Monday, January 18, 2021

Dino of the Week: Camelotia


Type Species: Camelotia borealis
Classification: Dinosauria - Saurischia - Sauropodomorpha - Prosauropoda
Time Period: Late Triassic to Early Jurassic
Location: England
Diet: Herbivore

During the Upper Triassic, England was part of Laurasia, the northern continent produced by a splitting Pangaea, and this northern realm was cut by swathes of conifer forests. Camelotia—named after the infamous court and castle of the fabled King Arthur—roamed this pre-Arthurian world. Camelotia stretched thirty feet and reached up to three tons. This dinosaur has a rough history: it was originally named Avalonianus in the 1890s, but Avalonianus consisted of the teeth of an ornithopod and the body of a primitive sauropodomorph. In 1985 all the bones but the teeth were given their own name: Camelotia. The scant remains are limited to a few vertebrae, parts of the pelvis, parts of the hind legs, some fingers, and teeth. Many scientists think Camelotia and Plateosaurus were closely related.

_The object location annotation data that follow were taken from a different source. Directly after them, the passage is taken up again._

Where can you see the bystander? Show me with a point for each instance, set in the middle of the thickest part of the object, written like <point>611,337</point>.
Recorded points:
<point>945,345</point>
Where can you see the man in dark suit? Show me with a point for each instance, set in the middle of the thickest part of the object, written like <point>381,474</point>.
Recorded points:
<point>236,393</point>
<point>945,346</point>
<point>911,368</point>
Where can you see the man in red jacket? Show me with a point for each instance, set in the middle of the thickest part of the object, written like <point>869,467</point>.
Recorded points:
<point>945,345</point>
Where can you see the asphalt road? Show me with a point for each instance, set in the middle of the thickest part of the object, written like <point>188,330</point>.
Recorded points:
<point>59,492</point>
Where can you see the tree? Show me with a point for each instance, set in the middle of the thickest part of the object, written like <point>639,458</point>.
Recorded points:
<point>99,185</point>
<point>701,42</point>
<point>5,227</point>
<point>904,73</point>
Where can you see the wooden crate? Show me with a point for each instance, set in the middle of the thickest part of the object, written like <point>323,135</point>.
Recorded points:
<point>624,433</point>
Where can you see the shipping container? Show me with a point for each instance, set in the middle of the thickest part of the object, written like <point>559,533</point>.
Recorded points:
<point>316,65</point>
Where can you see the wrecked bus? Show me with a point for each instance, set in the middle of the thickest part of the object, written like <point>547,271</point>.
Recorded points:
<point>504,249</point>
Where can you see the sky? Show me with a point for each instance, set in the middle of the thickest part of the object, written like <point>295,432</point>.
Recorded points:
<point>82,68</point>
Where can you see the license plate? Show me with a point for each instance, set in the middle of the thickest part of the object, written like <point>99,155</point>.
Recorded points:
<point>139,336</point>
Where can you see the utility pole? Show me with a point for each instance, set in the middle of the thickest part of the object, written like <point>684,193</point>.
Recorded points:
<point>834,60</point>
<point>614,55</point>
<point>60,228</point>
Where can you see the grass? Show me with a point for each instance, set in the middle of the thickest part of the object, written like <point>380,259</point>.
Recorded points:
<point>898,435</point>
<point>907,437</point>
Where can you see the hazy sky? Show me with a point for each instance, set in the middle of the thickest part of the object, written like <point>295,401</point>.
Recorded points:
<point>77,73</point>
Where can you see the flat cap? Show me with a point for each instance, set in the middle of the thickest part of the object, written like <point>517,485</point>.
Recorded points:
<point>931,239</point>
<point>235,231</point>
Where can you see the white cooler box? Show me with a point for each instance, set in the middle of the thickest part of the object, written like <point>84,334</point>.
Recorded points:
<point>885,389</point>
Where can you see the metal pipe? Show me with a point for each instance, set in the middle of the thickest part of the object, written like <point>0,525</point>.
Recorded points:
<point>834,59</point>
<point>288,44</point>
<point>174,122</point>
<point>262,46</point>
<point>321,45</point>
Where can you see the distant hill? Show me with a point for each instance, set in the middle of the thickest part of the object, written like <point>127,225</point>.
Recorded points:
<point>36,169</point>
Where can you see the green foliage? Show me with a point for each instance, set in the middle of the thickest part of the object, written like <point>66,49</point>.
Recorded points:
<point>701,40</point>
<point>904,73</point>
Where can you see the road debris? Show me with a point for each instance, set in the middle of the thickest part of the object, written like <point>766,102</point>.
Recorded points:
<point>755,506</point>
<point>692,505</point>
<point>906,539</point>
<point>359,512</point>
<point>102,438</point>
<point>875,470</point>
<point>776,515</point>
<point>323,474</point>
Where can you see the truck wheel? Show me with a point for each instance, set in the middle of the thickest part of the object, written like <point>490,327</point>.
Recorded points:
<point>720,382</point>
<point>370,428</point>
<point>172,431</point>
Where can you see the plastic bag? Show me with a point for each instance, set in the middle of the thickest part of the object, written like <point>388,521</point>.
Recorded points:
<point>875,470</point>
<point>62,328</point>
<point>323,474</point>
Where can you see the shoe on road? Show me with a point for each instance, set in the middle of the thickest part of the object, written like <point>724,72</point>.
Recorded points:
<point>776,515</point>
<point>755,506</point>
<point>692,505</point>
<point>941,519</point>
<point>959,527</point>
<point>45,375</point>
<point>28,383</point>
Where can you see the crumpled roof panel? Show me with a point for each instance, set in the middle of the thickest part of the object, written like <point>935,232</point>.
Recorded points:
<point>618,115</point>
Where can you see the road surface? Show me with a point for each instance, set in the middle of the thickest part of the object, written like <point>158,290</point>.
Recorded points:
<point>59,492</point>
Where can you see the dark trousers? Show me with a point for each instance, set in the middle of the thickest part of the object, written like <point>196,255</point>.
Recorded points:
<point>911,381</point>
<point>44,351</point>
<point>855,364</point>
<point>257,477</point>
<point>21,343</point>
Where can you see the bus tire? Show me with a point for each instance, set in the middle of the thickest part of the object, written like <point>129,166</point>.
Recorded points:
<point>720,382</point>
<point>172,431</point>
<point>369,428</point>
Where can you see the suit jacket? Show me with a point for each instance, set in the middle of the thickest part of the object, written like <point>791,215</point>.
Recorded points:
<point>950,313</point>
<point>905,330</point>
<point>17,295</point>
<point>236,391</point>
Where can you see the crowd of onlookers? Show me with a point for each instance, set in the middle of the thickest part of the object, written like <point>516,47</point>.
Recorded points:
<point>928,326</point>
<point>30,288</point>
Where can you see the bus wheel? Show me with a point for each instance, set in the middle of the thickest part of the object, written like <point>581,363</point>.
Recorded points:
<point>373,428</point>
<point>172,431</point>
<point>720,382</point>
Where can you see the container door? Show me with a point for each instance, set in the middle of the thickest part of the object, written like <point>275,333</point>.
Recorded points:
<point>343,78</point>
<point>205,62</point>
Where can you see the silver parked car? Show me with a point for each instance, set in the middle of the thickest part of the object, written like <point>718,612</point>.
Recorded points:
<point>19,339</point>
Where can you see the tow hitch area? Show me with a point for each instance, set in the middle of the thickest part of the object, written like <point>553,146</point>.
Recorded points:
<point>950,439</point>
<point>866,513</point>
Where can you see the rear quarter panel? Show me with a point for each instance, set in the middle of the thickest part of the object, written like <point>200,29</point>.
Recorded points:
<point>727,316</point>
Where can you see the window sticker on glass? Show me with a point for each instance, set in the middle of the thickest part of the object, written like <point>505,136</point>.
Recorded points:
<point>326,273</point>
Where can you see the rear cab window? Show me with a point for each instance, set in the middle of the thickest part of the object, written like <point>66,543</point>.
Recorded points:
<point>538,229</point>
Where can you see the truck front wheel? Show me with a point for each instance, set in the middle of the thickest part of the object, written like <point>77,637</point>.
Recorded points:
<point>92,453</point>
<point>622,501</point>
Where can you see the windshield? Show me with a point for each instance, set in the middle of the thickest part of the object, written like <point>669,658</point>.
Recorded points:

Classifying Camelotia is no easy task, and its placement within the “dinosaur family tree” is changing one year to the next. It has features that belong to both advanced prosauropods and primitive sauropods, making its position on the spectrum murky. The curve of its thigh bone and muscle attachments echo those of the early sauropods; its femur has characteristics of both sauropods and prosauropods; the trochanter minor is a throwback to the prosauropods, but the presence of a fourth trochanter is strictly sauropod-like in nature. These features make Camelotia a mixed bag—a “mutt” of sorts—and scientists take a variety of positions on its identity. Some believe it to be a primitive sauropod, others take it as an advanced prosauropod, and still others point (rather hopefully) at Camelotia and proclaim it an “intermediate species” between prosauropods and sauropods. This last claim would forge a connection between sauropods and at least one line of prosauropod evolution.